带有剑茧的手握着剑柄,用倒下尸体华贵精美的衣料擦掉剑锋上蜿蜒的血迹,而后电光滋滋缭绕几息,一柄紫雷长剑就自动消散在空中,只余轰隆残响。

此人竟还妄图向他求饶,想与他讨价还价,如果这人没有这么蠢,而是安分识趣点,这些人便都不用死,纵是痴傻一生,尚还能留得一条狗命。

可惜这人是个自视过高的蠢物,自以为握住了他的把柄加以要挟。

等待蠢物们的下场,自是只有一剑封喉,斩杀无赦。

江然一声冷笑,自御兽袋中放出幼年雷兽。

小雷兽紫毛抖擞,通体养得油光水亮,拱了拱主人后就裂开大口以獠牙钉住了地上零落的尸首。

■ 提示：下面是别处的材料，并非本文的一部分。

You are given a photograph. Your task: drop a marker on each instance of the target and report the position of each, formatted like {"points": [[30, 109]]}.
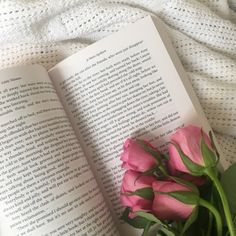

雷兽脖颈处系着一只锈迹斑斑的古铜铃铛,在它埋头啃噬间,铃铛叮咚叮咚摇响,每摇响一次,地上的尸首就会被勾出一抹神魂,飘荡着飞向体外。

江然眯起眼,徒手掐住几抹神魂,灵魂凄厉畏惧的惨叫在他识海中响起,似要穿透他的头盖骨。

阿鼻地狱的修罗们泡在满是断肢残躯的血海里发出的怒吼想来也不过如此。

然而江然连眉毛都没动一下,捏着那几抹神魂喂到了小雷兽的嘴边,小雷兽蹭着江然的手指,听话地尽数吞吃入腹。

吃完了神魂就是肉身正餐,小雷兽第一个就从刘裕仁吃起。

最烦人的那个惨叫声戛然而止,江然复用锦缎衣料擦干手上血渍,在旁观望着小雷兽愉快进食的过程。

他与这人其实只是有几句连交易都称不上的闲谈,但留着这人就会有暴露他的风险,他未来是要在修仙界扬名立万的,可不想自己的名声残留下任何污点。

刘裕仁亡故后,对方存下的家当他统统收缴了,稍微让他开了番眼界。